Herzinsuffizienz und Herzprobleme
Herzinsuffizienz (Herzschwäche) bedeutet, dass das Herz nicht mehr ausreichend Blut durch den Körper pumpt. „Herzprobleme“ umfasst darüber hinaus z. B. Rhythmusstörungen, Koronare Herzkrankheit, Klappenfehler oder angeborene Defekte. Im Folgenden stehen die wesentlichen Fakten zur Herzinsuffizienz im Mittelpunkt.
Ursachen
- Koronare Herzkrankheit, abgelaufener Herzinfarkt
- Bluthochdruck, Diabetes
- Herzklappenerkrankungen, angeborene Herzfehler
- Alkohol-/Drogenmissbrauch, selten entzündliche oder genetische Ursachen
Typische Symptome
- Atemnot (erst bei Belastung, später in Ruhe), Husten
- Müdigkeit, Leistungsknick, Schwindel
- Ödeme (Wasser in Beinen, Gewichtszunahme), nächtliches Wasserlassen
- Herzrasen, unregelmäßiger Puls, Brustdruck
Diagnose
- Anamnese, körperliche Untersuchung
- EKG, Bluttests (z. B. NT-proBNP), Röntgen-Thorax
- Echokardiografie (zentrale Untersuchung), ggf. Belastungstests, MRT/CT, Koronarangiografie
Therapiebausteine
- Medikamente: gemäß Leitlinie u. a.

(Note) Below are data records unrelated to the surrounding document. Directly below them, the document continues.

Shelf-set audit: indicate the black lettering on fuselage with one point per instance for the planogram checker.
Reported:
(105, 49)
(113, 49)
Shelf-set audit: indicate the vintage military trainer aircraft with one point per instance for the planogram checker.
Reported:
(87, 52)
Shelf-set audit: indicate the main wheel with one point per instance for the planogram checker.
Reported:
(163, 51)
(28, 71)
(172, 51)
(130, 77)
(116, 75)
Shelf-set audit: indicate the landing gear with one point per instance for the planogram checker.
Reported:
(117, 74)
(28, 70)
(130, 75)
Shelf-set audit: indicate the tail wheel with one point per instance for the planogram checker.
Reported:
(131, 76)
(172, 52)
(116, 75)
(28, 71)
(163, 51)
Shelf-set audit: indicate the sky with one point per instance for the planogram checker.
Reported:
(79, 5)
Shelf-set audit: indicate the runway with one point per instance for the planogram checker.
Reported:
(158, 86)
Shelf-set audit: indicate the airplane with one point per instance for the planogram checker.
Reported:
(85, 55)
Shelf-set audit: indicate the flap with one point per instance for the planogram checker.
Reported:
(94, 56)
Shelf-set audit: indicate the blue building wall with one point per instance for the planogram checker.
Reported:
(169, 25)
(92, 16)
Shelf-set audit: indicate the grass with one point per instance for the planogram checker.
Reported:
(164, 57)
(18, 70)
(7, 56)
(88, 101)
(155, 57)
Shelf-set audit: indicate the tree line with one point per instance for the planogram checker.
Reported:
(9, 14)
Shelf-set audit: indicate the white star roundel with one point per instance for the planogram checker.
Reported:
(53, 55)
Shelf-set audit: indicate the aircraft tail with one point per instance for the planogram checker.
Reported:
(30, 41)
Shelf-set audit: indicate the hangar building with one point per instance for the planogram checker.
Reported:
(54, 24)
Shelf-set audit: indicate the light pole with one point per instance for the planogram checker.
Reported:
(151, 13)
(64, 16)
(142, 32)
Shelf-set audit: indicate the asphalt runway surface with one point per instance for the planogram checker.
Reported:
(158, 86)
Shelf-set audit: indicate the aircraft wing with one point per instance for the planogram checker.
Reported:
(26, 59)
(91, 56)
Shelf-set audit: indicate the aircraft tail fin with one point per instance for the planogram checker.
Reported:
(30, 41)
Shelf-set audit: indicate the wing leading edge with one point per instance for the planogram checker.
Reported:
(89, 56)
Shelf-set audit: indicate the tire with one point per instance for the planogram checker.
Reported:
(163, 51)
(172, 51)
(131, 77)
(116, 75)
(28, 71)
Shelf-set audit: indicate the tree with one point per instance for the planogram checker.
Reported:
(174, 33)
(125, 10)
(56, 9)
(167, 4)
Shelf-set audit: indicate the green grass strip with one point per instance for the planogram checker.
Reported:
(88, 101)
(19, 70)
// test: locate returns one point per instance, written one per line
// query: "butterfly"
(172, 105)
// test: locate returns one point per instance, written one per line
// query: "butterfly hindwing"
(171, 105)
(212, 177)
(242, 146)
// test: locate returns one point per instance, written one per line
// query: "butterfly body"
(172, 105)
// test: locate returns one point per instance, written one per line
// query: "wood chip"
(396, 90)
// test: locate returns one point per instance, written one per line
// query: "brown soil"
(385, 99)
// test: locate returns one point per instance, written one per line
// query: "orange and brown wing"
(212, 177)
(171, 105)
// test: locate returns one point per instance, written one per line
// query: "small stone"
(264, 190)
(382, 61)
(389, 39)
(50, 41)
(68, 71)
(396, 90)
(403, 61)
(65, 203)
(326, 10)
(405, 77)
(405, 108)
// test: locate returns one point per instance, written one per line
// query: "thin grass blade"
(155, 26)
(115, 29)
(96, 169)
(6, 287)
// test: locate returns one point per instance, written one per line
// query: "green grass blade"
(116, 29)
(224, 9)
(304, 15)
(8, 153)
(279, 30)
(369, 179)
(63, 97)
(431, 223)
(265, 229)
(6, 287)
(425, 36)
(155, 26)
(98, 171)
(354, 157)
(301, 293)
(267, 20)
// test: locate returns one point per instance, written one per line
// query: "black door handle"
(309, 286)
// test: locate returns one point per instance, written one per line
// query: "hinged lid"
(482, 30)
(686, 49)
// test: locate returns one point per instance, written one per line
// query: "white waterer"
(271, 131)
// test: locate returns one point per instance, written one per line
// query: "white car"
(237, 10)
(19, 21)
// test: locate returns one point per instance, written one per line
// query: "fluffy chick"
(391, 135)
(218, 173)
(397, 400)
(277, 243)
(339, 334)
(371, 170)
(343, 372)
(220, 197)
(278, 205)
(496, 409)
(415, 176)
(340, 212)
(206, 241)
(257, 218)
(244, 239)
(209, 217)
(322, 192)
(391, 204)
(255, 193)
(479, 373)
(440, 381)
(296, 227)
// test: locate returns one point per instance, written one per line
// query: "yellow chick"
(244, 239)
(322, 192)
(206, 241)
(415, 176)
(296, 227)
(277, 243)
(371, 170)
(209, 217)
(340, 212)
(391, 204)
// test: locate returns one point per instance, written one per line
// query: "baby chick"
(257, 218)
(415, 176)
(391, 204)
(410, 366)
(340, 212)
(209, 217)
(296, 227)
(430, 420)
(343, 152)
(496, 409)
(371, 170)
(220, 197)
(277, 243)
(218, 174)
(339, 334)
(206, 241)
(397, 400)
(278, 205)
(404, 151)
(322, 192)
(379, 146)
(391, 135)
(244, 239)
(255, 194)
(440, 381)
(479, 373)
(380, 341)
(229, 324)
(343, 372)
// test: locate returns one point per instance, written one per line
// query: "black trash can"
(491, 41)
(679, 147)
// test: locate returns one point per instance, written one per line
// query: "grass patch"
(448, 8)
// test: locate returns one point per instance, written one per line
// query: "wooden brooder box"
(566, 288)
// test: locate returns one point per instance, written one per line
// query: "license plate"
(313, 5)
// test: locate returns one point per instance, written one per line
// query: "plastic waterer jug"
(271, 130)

ACE-Hemmer/ARNI, Betablocker, MRA, SGLT2-Hemmer; Diuretika bei Flüssigkeitsretention.
- Lebensstil: Salz/Flüssigkeit individuell, regelmäßige Bewegung/Herzsport, Rauchstopp, Alkohollimit, Impfungen (gemäß Empfehlung), Gewichts- und Blutdruckkontrolle.
- Geräte/Prozeduren: Herzschrittmacher/CRT, ICD bei Risikokonstellation, Klappen-/Revaskularisations-OPs je nach Ursache.
Ernährung & Alltag bei Herzproblemen
- Mediterranes Muster: Viel Gemüse, Obst, Hülsenfrüchte, Vollkorn, Nüsse; Olivenöl als Hauptfett; Fisch regelmäßig.
- Salz und Flüssigkeit: Ärztlich abgestimmt; versteckte Salze (Fertiggerichte) beachten.
- Fette & Zucker: Gesättigte/Transfette und zugesetzten Zucker begrenzen.
- Proteine: Mageres Eiweiß (Fisch, Hülsenfrüchte, Geflügel), Portionsgrößen im Blick.
- Bewegung: Regelmäßig, moderat, symptomorientiert; Herzsportgruppen nutzen.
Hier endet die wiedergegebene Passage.